By most standards, 2002 has not been a good year for Tenet Healthcare.

The Federal Bureau of Investigation raided one of its hospitals to determine whether two doctors there had performed unnecessary heart surgeries. Medicare officials began scrutinizing the company's billing practices. Tenet badly missed its profit projections, and the Securities and Exchange Commission opened an inquiry into a steep decline in its stock, which closed on Friday at $15.13, more than 60 percent below its level a year ago.

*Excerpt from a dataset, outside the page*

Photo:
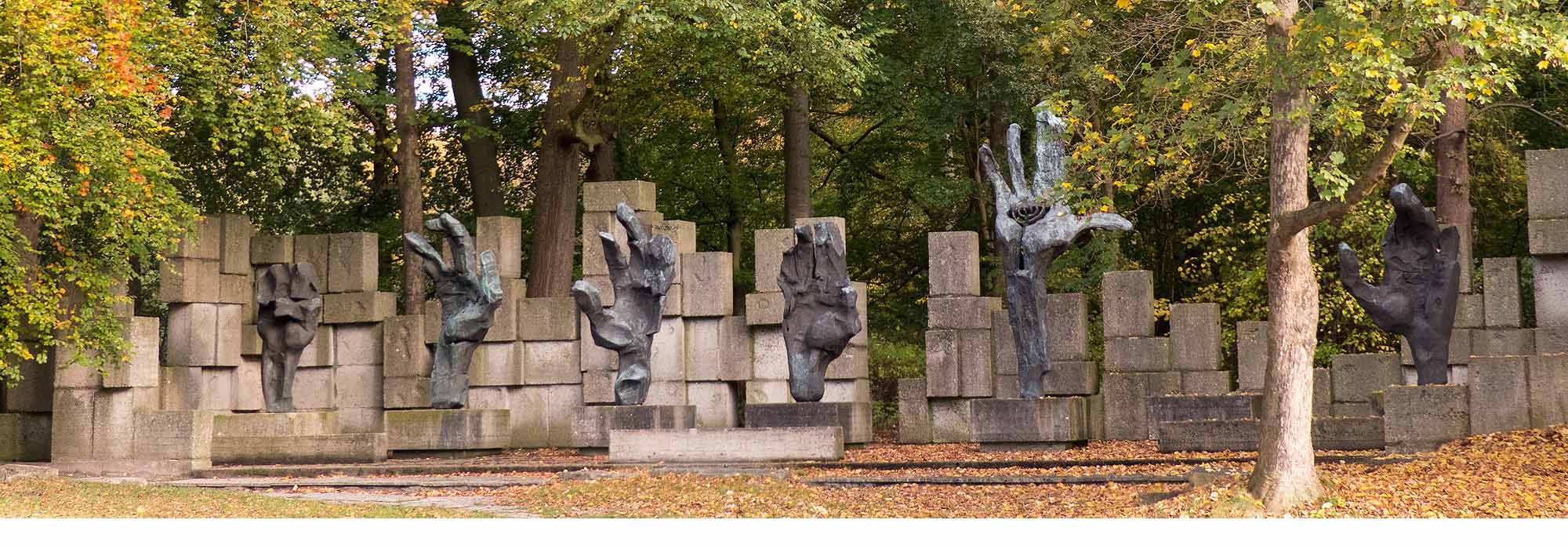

But by another measure ? the paydays for Tenet's top executives ? the past year looks glorious. Jeffrey C. Barbakow, the chief executive, cashed out company stock worth $111 million in January shortly after calling the company's business "sensational" and increasing its profit forecast. Thomas B. Mackey, the chief operating officer, made $16.4 million in stock profits before he resigned in November, after Mr. Barbakow lost confidence in him. Other executives made an additional $12 million selling stock.

Similar contrasts between executive pay and corporate performance are fueling much of the public anger with corporate America. Yet even with business under intense scrutiny in 2002, many executives and board members have continued to cash in the stock options they were awarded as part of their pay, making millions of dollars even while their companies lost much of their value.